Hybrid search and semantic reranking with Elasticsearch and GCP

Hybrid search combines traditional lexical search with semantic search, allowing results to benefit from both precision and contextual understanding. By adding a reranker, you can reorder the retrieved documents to display the most relevant ones first. With Elasticsearch, you can build this whole system within the same cloud provider—in this case, Google Cloud Platform (GCP).

In this article, you’ll learn how to create an application to query articles from a mock encyclopedia in Playground using Elasticsearch Cloud Serverless on GCP and Vertex AI. We chose Serverless because it is fully managed and autoscaled, but using Elastic Cloud on GCP also serves the purpose of this article.

For embedding, we’ll use the gemini-embedding-001 model, which generates vectors of up to 3,072 dimensions (you can adjust this to 1,536 or 768 with MRL). The model can handle up to 2,048 tokens per input, and supports over 100 languages. Embeddings turn text into numerical vectors that capture meaning and context, making it possible to compare queries and documents semantically rather than just by exact words.

Then, we’ll use the semantic-ranker-fast-004 model as the reranker. This is the low-latency variant of the Ranking API, designed to reorder results without compromising speed. After an initial retrieval step, rerankers take the candidate results and reorder them so that the most relevant ones appear at the top.

For Completions/Chat, we’ll use gemini-2.5-flash-lite. This is a model optimized for high speed and low cost. It has thinking capacities, supports very long contexts (up to 1M tokens), enables tools for running code, offers grounding with Google Search, and provides multimodal support. The completions model is designed for generating answers in natural language.

GCP preparation

To be able to use the Vertex AI models, you’ll need to have a GCP service account. If you don’t have an account, you can follow this tutorial, which also creates a Vertex AI connection to use as RAG in Kibana’s Playground.

If you already have one, you skip the tutorial, but make sure you have the authentication JSON file at hand and that the account has the following roles:

Vertex AI User
Service Account Token Creator
Discovery Engine Viewer
AI Platform Developer

Elasticsearch Serverless installation

To build our app, you’ll first create an Elasticsearch Serverless deployment. If you don’t have an account, you can register for free here.

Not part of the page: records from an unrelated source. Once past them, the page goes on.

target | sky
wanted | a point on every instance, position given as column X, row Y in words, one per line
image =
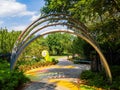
column 18, row 14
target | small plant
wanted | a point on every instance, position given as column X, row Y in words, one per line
column 9, row 80
column 99, row 79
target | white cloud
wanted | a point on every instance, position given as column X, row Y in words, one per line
column 34, row 17
column 19, row 28
column 13, row 8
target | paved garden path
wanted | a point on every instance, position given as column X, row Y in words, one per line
column 63, row 76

Enter the information requested and select the Search use case to continue with this tutorial.

When asked about the deployment type, select Elastic Cloud Serverless and then select Google Cloud as the provider in US Central 1 (Iowa).

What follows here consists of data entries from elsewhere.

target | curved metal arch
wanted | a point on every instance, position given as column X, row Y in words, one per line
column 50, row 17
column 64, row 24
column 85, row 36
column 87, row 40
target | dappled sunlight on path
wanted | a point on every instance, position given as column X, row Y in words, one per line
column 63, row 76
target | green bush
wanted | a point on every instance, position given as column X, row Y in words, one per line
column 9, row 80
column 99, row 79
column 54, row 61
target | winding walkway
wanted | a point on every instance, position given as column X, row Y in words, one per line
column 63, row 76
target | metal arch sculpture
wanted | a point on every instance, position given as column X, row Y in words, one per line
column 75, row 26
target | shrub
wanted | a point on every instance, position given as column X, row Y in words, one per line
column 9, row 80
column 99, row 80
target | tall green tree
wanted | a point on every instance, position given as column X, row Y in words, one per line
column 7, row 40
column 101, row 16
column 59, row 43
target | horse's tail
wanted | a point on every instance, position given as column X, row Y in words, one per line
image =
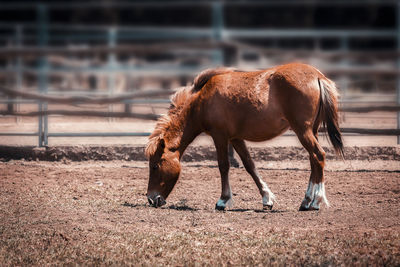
column 329, row 113
column 206, row 75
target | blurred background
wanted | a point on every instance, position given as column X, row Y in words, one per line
column 96, row 72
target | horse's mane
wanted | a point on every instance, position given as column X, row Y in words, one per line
column 178, row 101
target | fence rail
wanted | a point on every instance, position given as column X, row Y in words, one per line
column 217, row 38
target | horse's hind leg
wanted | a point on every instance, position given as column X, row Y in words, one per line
column 267, row 196
column 221, row 145
column 315, row 193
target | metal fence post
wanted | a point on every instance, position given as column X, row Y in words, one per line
column 217, row 29
column 112, row 40
column 398, row 67
column 42, row 39
column 18, row 77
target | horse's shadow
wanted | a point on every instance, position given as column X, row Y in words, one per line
column 256, row 210
column 184, row 207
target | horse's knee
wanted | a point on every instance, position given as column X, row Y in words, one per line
column 224, row 167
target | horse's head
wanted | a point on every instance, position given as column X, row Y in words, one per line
column 164, row 173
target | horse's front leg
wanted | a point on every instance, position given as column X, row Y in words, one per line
column 221, row 145
column 268, row 197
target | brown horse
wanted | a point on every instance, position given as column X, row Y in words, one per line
column 233, row 106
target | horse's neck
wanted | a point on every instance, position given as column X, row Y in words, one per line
column 190, row 129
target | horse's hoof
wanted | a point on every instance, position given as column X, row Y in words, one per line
column 267, row 207
column 302, row 208
column 219, row 207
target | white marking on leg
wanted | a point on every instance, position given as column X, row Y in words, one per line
column 225, row 203
column 319, row 196
column 268, row 196
column 309, row 195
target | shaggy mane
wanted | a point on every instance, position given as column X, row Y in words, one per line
column 178, row 101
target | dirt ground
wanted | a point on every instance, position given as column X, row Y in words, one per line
column 96, row 213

Elasticsearch Cloud Serverless removes the need to plan for capacity or manage deployments by automatically adapting to demand and optimizing performance based on load. Its design allows you to integrate services like Vertex AI to benefit from hybrid searches and advanced processing without worrying about the underlying infrastructure. This makes it ideal for workflows where fast iterations are key.

Creating AI connectors

Once we have deployed Elastic Cloud Serverless and have access to Vertex AI, we can create the AI connectors. These are the links between Elasticsearch and the models.

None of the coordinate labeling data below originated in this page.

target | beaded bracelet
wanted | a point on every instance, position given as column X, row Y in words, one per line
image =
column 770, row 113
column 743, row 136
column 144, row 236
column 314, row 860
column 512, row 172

In the Kibana connectors screen (you have to access from the vertical menu, go to Management > Stack Management > Alerts and Insights > Connectors), create a connector and select AI Connector as the type.

We need to create one connector for each of the model capabilities we want to use: text_embedding, rerank, and chat_completion. Since all come from Vertex AI, the configurations are almost identical; you just need to change the type of connector and the model’s ID.

text_embedding: This task receives text and returns the vector embeddings of that text. It is used on ingestion to store the embeddings and then to convert the search query into embeddings.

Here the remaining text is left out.